Coronavirus: la Russie prévoit un plan de relance de 65 milliards d’euros

La Russie a annoncé mardi un plan de relance sans précédent de 65 milliards d’euros pour arriver à une croissance pérenne fin 2021 et surmonter la crise du nouveau coronavirus qui a frappé une économie déjà atone.

Ce plan vise à “stabiliser la situation” d’ici la fin de l’année, pour arriver ensuite, “aux 3e-4e trimestres de 2021, à une croissance pérenne de l’économie”, a dit le Premier ministre Mikhaïl Michoustine lors d’une réunion en visioconférence avec le président Vladimir Poutine retransmise à la télévision.

Les autorités ont dit s’attendre à une chute du PIB de 9,5% au deuxième trimestre et de 5 à 6% sur l’ensemble de l’année 2020. Elles espèrent que l’économie russe se rétablira en 2021 avec un retour à son niveau d’avant la crise en 2022.

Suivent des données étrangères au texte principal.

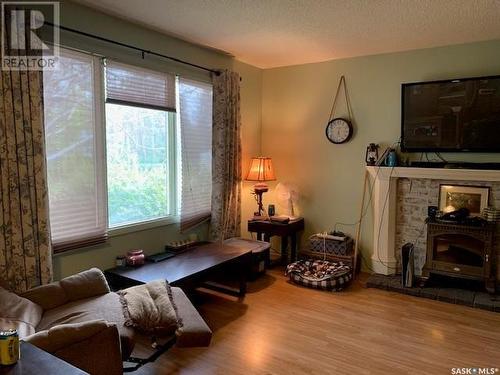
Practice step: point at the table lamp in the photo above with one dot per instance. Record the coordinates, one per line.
(261, 170)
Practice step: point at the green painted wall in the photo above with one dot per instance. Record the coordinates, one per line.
(296, 105)
(85, 19)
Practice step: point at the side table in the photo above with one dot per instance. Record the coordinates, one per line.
(266, 229)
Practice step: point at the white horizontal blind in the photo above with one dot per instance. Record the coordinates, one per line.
(130, 85)
(73, 136)
(195, 107)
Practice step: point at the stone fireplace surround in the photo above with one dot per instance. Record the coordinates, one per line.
(400, 199)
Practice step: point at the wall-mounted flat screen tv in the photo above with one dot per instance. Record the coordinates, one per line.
(454, 115)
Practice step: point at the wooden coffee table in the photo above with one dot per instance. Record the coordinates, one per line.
(194, 267)
(37, 361)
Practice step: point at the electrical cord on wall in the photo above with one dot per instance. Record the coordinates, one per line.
(364, 212)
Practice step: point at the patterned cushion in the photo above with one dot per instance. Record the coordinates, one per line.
(319, 274)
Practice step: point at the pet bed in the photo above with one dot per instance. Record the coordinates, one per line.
(319, 274)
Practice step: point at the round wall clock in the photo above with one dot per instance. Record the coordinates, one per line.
(339, 130)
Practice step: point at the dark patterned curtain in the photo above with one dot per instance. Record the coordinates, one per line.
(226, 157)
(25, 256)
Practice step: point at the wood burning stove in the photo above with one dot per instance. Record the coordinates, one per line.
(461, 250)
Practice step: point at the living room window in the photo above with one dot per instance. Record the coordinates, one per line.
(119, 157)
(139, 144)
(140, 176)
(75, 151)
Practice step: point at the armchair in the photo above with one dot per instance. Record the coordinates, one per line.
(78, 319)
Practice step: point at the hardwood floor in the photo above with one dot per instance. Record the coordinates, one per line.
(281, 328)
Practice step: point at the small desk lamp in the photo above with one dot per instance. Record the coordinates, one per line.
(261, 170)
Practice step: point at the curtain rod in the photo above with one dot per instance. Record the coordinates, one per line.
(143, 51)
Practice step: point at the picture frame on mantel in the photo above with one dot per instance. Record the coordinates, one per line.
(454, 197)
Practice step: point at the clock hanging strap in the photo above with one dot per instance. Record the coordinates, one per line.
(346, 94)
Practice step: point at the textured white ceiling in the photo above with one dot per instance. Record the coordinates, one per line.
(271, 33)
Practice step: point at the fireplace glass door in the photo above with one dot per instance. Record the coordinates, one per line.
(458, 249)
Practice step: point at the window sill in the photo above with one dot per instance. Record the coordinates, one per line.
(138, 227)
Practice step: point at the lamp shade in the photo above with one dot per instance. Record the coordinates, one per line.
(261, 169)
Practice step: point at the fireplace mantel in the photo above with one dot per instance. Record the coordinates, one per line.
(384, 204)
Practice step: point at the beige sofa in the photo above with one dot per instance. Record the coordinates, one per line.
(80, 320)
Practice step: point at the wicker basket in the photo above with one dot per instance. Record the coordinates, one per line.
(336, 251)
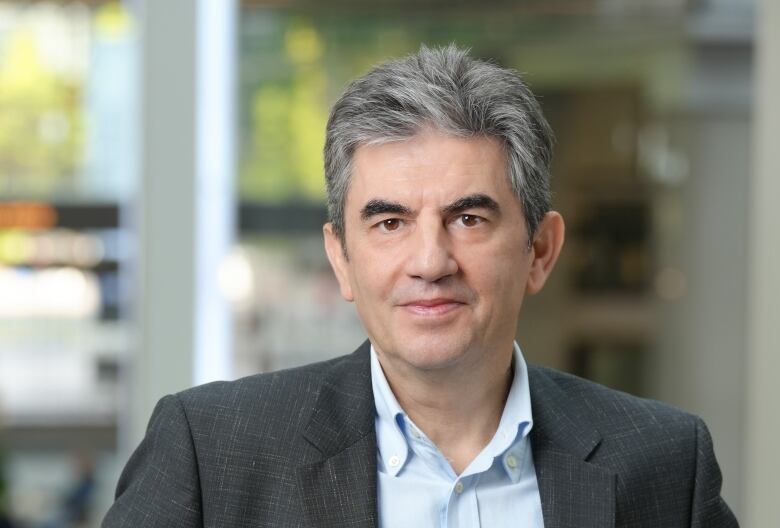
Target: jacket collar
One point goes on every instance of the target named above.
(339, 488)
(574, 492)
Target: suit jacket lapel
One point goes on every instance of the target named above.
(339, 487)
(574, 492)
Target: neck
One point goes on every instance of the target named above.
(459, 409)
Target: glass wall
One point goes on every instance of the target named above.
(67, 153)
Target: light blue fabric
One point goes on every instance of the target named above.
(418, 487)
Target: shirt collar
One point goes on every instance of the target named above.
(514, 426)
(393, 448)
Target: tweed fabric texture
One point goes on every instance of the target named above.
(297, 448)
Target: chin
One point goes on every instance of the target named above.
(431, 352)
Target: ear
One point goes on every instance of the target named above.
(545, 249)
(338, 260)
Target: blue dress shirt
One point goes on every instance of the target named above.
(418, 487)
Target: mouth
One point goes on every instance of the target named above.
(432, 307)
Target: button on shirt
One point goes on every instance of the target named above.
(418, 487)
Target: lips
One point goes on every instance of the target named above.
(432, 307)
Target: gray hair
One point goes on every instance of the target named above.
(445, 89)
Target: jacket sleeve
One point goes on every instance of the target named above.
(708, 510)
(159, 486)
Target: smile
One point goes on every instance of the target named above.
(432, 307)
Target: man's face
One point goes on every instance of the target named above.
(437, 250)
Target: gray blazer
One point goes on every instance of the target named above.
(298, 448)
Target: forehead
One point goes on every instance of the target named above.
(430, 165)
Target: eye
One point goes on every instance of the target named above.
(389, 224)
(469, 220)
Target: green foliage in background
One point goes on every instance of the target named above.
(41, 123)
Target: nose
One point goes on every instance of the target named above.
(430, 255)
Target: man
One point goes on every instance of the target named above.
(437, 168)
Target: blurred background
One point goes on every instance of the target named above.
(161, 203)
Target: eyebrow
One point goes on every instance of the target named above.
(472, 201)
(378, 206)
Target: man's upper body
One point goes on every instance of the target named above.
(417, 486)
(437, 169)
(299, 448)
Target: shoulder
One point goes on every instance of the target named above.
(287, 392)
(626, 424)
(602, 405)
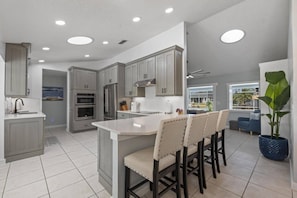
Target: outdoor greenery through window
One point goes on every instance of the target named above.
(201, 98)
(244, 96)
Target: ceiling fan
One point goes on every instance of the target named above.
(199, 73)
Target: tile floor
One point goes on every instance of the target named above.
(68, 169)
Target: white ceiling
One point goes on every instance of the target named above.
(264, 21)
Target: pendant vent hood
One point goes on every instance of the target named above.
(146, 83)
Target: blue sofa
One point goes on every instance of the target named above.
(251, 124)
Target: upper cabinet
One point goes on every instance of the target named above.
(130, 79)
(83, 79)
(169, 77)
(16, 57)
(146, 69)
(111, 75)
(114, 74)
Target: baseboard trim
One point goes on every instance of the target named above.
(293, 183)
(55, 126)
(2, 161)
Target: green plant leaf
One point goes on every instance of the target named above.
(274, 77)
(282, 113)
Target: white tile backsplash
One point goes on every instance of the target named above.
(151, 102)
(30, 104)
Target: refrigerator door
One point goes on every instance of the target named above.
(110, 102)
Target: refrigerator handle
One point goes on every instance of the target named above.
(106, 100)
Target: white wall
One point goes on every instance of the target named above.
(265, 127)
(292, 62)
(2, 72)
(173, 36)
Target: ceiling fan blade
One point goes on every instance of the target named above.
(193, 72)
(202, 73)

“C’est d’une importance cruciale que de résoudre les graves problèmes du moment”, a dit M. Poutine, relevant que “tous les domaines de la vie” ont été touchés par la crise provoquée par l’épidémie.

Si le plan de relance est bien sûr loin des montants débloqués dans l’Union européenne ou aux Etats-Unis, il n’en reste pas moins très important pour la Russie.

Mais M. Michoustine est resté vague, se bornant a indiquer qu’il consistait en “près de 500 mesures concrètes” sur deux ans, sans en révéler le détail.

Il n’a pas non plus précisé comment en est organisé le financement, alors que jusqu’à présent la Russie s’est gardée de toucher à ses réserves: les quelque 130 milliards d’euros de son Fonds souverain, constitué ces dernières années grâce à un cours du pétrole favorable.

Selon l’agence publique TASS, le plan comprend des aides aux PME, des investissements notamment dans les infrastructures via des partenariats public-privé, un soutien aux exportations et au développement d’alternatives aux importations. Il s’agit aussi de développer le tourisme intérieur et l’innovation technologique.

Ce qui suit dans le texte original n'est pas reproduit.